Bringing the glob Dependency In-House

Replacing the external glob npm package with stdlib-native equivalents to eliminate a supply-chain risk and align all production and tooling code with stdlib's quality standards (docs, tests, examples, benchmarks, backward compatibility).

Background

What glob Does

A robust glob implementation in JavaScript that matches files using patterns the shell uses (like stars and question marks). It works by walking the filesystem and applying regex-based matching to paths.
More here: https://github.com/isaacs/node-glob

Its core dependencies

  • minimatch: Converts the glob strings into regular expressions and performs the actual string matching.
  • fs.realpath / inflight / once: Various utilities used under the hood to manage concurrent filesystem calls and path resolutions.

How stdlib uses it

  • 50+ files across: @stdlib/_tools/pkgs/*, @stdlib/_tools/lint/*, @stdlib/_tools/static-analysis/*, and various internal bundling or testing scripts.
  • Only the core discovery functions are used: glob( pattern, opts, clbk ) and glob.sync( pattern, opts ).
  • Primary use cases: Finding package.json files, source .js files, or .c files, while explicitly passing an ignore option array (e.g., ['node_modules/**', '.git/**']) to prevent scanning massive dependency directories.
  • No advanced API usage: None of the files instantiate the Glob class directly as an event emitter or use advanced bash features like brace expansion ({a,b}).

Proposed Changes

The plan creates 2 new packages mirroring stdlib's decomposable architecture, with each package being independently consumable.

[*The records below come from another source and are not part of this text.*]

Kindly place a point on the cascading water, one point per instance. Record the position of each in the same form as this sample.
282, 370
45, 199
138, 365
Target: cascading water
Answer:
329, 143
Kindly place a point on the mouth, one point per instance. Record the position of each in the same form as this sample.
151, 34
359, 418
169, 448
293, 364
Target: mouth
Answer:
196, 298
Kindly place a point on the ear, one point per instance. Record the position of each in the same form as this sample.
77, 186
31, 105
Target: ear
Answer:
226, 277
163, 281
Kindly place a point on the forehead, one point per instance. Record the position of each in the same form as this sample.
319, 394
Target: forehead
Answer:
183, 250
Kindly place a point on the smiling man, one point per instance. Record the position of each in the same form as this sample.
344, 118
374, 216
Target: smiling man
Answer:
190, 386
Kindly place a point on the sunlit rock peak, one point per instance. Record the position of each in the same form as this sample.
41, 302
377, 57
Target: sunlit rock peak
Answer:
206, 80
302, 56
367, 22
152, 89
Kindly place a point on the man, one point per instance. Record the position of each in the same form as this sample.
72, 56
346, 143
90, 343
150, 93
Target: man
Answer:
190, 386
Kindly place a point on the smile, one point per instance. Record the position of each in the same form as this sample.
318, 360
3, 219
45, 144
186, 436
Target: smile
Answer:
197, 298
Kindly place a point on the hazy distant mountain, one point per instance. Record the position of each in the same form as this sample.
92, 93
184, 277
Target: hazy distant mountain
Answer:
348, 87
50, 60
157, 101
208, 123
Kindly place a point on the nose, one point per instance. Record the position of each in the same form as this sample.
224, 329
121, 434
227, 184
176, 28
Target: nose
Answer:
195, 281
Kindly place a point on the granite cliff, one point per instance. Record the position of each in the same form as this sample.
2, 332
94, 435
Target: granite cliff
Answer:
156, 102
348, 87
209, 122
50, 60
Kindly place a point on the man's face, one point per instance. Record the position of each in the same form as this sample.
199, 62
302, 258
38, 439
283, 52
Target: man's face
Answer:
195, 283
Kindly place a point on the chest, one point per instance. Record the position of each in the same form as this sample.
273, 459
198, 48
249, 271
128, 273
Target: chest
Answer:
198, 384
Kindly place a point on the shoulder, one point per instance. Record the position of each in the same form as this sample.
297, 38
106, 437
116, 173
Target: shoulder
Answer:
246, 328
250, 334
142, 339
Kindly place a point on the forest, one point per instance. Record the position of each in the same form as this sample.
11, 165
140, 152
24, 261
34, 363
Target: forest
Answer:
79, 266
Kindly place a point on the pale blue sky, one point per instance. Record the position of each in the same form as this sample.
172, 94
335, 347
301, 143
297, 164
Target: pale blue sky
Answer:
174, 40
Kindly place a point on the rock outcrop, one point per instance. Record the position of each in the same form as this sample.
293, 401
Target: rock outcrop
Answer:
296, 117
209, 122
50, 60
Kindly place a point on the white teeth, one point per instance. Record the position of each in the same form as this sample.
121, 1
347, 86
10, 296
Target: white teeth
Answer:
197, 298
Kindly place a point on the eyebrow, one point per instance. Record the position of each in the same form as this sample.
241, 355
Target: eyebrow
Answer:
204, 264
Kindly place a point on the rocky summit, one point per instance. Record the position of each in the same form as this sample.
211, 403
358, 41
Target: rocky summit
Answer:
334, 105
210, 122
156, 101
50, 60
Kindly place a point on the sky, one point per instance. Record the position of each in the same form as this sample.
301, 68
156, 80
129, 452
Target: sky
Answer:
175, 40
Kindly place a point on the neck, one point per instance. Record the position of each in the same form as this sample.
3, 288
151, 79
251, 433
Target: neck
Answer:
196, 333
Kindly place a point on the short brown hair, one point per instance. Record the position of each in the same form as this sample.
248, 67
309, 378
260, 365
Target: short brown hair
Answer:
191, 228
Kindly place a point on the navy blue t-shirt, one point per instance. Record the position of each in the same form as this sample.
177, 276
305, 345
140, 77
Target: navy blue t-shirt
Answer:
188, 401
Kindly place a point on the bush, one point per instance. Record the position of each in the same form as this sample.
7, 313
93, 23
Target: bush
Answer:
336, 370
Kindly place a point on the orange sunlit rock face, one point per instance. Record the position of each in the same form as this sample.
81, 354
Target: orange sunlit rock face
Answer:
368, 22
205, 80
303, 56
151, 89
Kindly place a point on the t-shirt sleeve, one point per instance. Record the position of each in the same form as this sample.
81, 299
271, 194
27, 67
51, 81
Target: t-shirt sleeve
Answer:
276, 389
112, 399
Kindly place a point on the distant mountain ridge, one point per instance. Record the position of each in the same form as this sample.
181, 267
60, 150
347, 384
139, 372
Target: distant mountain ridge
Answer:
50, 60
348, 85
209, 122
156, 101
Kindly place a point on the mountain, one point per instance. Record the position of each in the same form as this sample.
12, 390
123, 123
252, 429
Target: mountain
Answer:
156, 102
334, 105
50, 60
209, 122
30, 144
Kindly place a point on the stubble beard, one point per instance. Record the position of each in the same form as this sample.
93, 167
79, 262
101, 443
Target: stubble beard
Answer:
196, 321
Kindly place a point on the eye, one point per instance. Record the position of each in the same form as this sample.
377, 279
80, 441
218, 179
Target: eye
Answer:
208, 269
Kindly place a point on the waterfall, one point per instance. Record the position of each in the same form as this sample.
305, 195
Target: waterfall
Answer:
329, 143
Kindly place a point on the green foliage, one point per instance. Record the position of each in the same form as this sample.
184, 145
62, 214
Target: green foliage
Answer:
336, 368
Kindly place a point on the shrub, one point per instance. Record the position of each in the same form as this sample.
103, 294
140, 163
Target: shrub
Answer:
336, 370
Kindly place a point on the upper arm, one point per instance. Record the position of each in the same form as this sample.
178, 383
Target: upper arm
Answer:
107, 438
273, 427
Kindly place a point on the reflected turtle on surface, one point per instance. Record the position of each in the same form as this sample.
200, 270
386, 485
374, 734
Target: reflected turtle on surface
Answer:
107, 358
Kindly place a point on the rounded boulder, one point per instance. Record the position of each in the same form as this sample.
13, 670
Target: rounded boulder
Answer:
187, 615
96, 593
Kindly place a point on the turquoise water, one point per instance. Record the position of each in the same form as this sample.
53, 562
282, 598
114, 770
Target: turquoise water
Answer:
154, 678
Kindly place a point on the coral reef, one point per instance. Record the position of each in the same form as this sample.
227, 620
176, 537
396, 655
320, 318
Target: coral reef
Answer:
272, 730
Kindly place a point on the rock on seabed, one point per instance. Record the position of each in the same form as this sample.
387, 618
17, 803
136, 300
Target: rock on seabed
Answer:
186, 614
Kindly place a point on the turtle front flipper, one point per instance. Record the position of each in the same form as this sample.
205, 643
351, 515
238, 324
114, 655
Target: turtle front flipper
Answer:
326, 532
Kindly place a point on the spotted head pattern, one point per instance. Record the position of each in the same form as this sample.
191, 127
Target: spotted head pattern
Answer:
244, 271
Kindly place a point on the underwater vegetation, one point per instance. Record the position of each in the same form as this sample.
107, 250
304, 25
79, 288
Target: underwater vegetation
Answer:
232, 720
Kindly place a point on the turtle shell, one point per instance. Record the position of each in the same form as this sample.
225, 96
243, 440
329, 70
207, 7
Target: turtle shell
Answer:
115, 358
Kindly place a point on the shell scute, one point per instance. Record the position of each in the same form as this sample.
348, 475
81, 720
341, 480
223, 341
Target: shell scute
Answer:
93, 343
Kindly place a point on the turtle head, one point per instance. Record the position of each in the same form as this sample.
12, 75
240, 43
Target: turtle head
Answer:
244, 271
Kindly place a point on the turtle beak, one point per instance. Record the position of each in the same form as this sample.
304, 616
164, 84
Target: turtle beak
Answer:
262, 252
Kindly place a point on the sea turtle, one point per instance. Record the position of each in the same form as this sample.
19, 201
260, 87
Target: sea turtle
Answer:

Component 1: @stdlib/utils/regexp-from-glob

Replaces the minimatch npm dependency (transitive via glob).

A utility to convert standard shell wildcard patterns into native JavaScript RegExp objects.

Scope: Strictly scoped to the wildcards stdlib actually uses (*, **, ?). It will not support brace expansions or extglobs to remain intentionally minimal and maintain high execution speed.

@stdlib/utils/regexp-from-glob/
├── lib/
│   ├── index.js          # re-export main
│   └── main.js           # regexpFromGlob(str) → RegExp
├── test/
│   └── test.js
├── benchmark/
│   └── benchmark.js
├── docs/
│   ├── repl.txt
│   └── types/
│       ├── index.d.ts
│       └── test.ts
├── examples/
│   └── index.js
├── README.md
└── package.json

API:

var regexpFromGlob = require( '@stdlib/utils/regexp-from-glob' );

var re = regexpFromGlob( '**/*.js' );
// returns RegExp

re.test( 'lib/index.js' ); // => true
re.test( 'lib/index.json' ); // => false

Component 2: @stdlib/fs/glob

The core package — the direct replacement for require('glob').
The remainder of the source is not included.